Myth: Bo Schembechler, consummate Michigan Man, emerged from the womb to embark on a lifelong crusade against Woody Hayes and Ohio State.
Reality: Bo Schembechler played and coached for Hayes.
Myth: The tradition of the Big Ten and Pac-12 meeting in the Rose Bowl dates back to the 1848 Treaty of Guadalupe Hidalgo, which ceded California to the United States.
Reality: Alabama played in five Rose Bowls before UCLA played in one.
Myth: The college football regular season has been so mystical and flawless that any change in championship procedures will render it devoid of all meaning.
Reality: The past was never perfect. Tradition is overrated.
Why do we watch college football? Because our 7-5 team can win a Beef ‘O’ Brady’s Bowl “championship” over Ball State? Because our teams have worn the same design on a piece of fabric for 40 years? Because athletes play for free? Because of tradition, that ambiguous word we cling to when we don't want things to change?
No, we watch because of the games themselves, because of deep associations with our schools, because of a lack of sterilized stadium experiences that are so prevalent at the pro level, because of the daylong appeal of a football Saturday.
In January 2014, the Bowl Championship Series will breathe its last breath. The start of college football this Thursday begins a two-year lame-duck period. Mercifully, a playoff will follow -- four teams, playing at bowl sites -- and despite all the flaws and all the new controversy it will surely bring, this is a major victory. The BCS once prevented Auburn, the undefeated SEC champions, from competing for the national title. Support the current system, and that’s what you’re defending.

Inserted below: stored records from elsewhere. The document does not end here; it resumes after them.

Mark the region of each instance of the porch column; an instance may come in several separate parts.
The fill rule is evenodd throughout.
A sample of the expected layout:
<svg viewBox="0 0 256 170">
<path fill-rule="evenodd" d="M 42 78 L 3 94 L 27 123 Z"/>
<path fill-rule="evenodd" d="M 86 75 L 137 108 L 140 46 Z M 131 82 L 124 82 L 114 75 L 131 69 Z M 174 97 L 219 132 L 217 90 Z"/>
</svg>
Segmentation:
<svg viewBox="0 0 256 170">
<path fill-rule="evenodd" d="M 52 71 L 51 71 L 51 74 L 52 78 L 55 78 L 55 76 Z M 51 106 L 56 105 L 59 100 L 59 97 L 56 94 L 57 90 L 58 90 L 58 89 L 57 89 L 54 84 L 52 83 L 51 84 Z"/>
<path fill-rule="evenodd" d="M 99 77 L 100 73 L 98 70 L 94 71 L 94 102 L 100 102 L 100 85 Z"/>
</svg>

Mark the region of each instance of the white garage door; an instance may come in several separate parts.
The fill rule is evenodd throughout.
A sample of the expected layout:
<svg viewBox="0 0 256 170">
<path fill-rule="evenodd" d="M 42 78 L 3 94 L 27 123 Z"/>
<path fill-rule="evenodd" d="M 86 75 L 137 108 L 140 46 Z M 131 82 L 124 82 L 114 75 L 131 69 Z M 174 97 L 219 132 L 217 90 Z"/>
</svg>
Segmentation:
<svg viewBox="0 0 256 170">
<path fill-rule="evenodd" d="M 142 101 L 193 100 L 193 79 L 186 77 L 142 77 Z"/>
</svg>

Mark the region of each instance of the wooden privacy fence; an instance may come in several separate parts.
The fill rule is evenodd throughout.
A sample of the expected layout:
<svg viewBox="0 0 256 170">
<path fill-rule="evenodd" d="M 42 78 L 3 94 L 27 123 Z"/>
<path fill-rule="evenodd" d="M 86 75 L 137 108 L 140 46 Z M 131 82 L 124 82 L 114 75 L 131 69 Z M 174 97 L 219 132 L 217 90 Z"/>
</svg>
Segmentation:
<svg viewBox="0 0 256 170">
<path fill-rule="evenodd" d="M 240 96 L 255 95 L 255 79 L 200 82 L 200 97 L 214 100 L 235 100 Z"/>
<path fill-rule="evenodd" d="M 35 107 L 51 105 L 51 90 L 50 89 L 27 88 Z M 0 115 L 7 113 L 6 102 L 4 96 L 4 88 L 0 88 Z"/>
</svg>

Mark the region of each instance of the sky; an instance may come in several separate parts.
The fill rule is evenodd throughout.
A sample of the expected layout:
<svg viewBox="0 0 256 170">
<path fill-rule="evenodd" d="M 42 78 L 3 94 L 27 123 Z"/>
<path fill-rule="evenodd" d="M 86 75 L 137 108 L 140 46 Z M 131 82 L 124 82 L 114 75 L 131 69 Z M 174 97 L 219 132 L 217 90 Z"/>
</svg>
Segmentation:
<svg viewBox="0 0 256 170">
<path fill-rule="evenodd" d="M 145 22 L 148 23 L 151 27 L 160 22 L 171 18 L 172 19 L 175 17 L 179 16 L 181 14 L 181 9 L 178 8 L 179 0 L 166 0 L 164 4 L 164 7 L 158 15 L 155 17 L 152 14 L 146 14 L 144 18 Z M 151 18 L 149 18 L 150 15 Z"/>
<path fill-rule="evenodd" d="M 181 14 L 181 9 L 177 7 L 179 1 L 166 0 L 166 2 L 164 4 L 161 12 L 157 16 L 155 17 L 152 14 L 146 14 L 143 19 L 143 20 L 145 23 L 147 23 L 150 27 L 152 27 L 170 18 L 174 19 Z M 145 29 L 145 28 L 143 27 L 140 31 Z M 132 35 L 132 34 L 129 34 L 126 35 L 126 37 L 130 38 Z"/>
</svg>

But the changes shouldn’t stop there. The playoff should expand, whether it’s to eight teams, or, preferably, 16, to include all conference champions. Every sport in America uses a more inclusive playoff, and while it’s nice that college football has so many unique qualities, this isn’t one of the ones that make it special. No sport needs an inclusive playoff more.

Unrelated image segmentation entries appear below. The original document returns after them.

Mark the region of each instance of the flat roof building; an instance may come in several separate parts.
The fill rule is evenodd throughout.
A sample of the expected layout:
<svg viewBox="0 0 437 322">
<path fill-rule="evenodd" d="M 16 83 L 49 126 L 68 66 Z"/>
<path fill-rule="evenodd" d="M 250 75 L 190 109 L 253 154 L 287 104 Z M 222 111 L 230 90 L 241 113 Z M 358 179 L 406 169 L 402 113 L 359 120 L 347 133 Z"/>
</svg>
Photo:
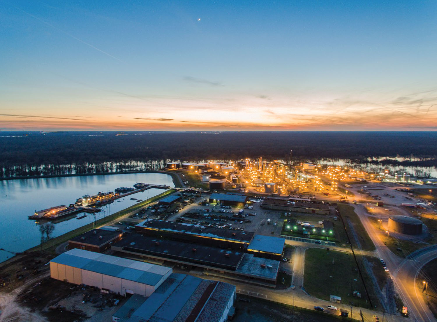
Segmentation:
<svg viewBox="0 0 437 322">
<path fill-rule="evenodd" d="M 149 296 L 173 272 L 171 268 L 74 249 L 50 262 L 50 276 L 125 296 Z"/>
<path fill-rule="evenodd" d="M 148 298 L 130 299 L 114 314 L 112 321 L 223 322 L 236 291 L 235 285 L 223 282 L 173 274 Z"/>
<path fill-rule="evenodd" d="M 277 245 L 276 247 L 278 248 Z M 121 255 L 135 255 L 163 263 L 171 262 L 191 269 L 201 267 L 209 274 L 249 280 L 251 282 L 263 285 L 276 283 L 280 263 L 277 260 L 257 257 L 241 251 L 139 234 L 126 236 L 113 245 L 111 249 Z"/>
<path fill-rule="evenodd" d="M 69 240 L 68 248 L 102 253 L 110 247 L 111 244 L 118 241 L 121 238 L 121 233 L 117 230 L 93 229 Z"/>
<path fill-rule="evenodd" d="M 169 239 L 234 249 L 246 249 L 254 235 L 251 232 L 155 219 L 142 222 L 135 229 L 148 236 L 162 236 Z"/>
<path fill-rule="evenodd" d="M 180 199 L 180 197 L 178 195 L 169 195 L 163 198 L 158 202 L 158 205 L 171 205 Z"/>
<path fill-rule="evenodd" d="M 302 202 L 279 198 L 267 198 L 261 204 L 264 209 L 329 215 L 329 206 L 318 202 Z"/>
<path fill-rule="evenodd" d="M 255 234 L 247 247 L 247 252 L 260 257 L 280 260 L 285 246 L 284 238 Z"/>
<path fill-rule="evenodd" d="M 249 197 L 243 195 L 230 193 L 213 193 L 209 197 L 210 202 L 217 202 L 224 205 L 244 206 Z"/>
</svg>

There are 124 Division I-A teams. No, Middle Tennessee isn’t USC, but if all 124 insist on playing at the same level, they all should have playoff access. These 124 teams play only 12 regular-season games apiece, eight or nine of which are in-conference. They play three or four nonconference games, and for the major schools that compete for the national title, maybe one or two of those are legitimate tests. Championship contenders have been arbitrarily picked by humans and, later, by computers, based on the smallest sample size in major sports, and somehow this has been acceptable for decades.
The common assumption is that the more the playoff pool grows, the greater the damage done to the most exciting regular season in sports. This is partially true, in that a larger playoff grants teams a margin of error that previously didn’t exist. Oklahoma State could lose to Iowa State and only have to worry about its seed, instead of being effectively eliminated from a shot at the national title game.
But that leads us into the murky world of résumés and perception, which is how one-loss Alabama earned a national title bid over one-loss Oklahoma State and subsequently beat LSU, rendering the Tigers’ regular-season win over the Crimson Tide meaningless despite the assertion that “every game counts.” Debating college football means engaging in never-ending circular arguments, which is a silly, antiquated alternative to pursuing fairness and ditching a punchy slogan that appeals to the tradition lovers in all of us but is blatantly false.
For those who see bowls as rewards for student-athletes, there’s still little reason to think that those games would die off. TV networks live for football programming. The Rose Bowl alone gets an average of $80 million per year from ESPN; the Mountain West/Conference USA mashup will soon cash in with a big TV deal of its own.
Even if a playoff expands to 16 teams, the first two rounds could be played on campuses in December, allowing those who are knocked out to play in consolation bowls, while the rest head to the final four, which is what the new system is anyway. As long as someone is willing to pay for them, and as long as people like me will sit on the couch and watch the sport for 12 straight hours, bowl games can survive as the glorified exhibitions they’ve always been.
Between forward-thinking administrators, like the Pac-12’s Larry Scott, and even opportunistic ones, like the Big Ten’s Jim Delany, all will see the dollar signs and push to expand the playoff at some point. Playoff spots will be on the line all season, upsets will still matter, rivalry games will still define seasons and an expanded postseason will create added intrigue for the entire Top 25.
There’s no need to romanticize a past that was never as idyllic as we think. There’s no greater fallacy than tradition. Bring on a bigger playoff, because the reality is that fall Saturdays will only get better.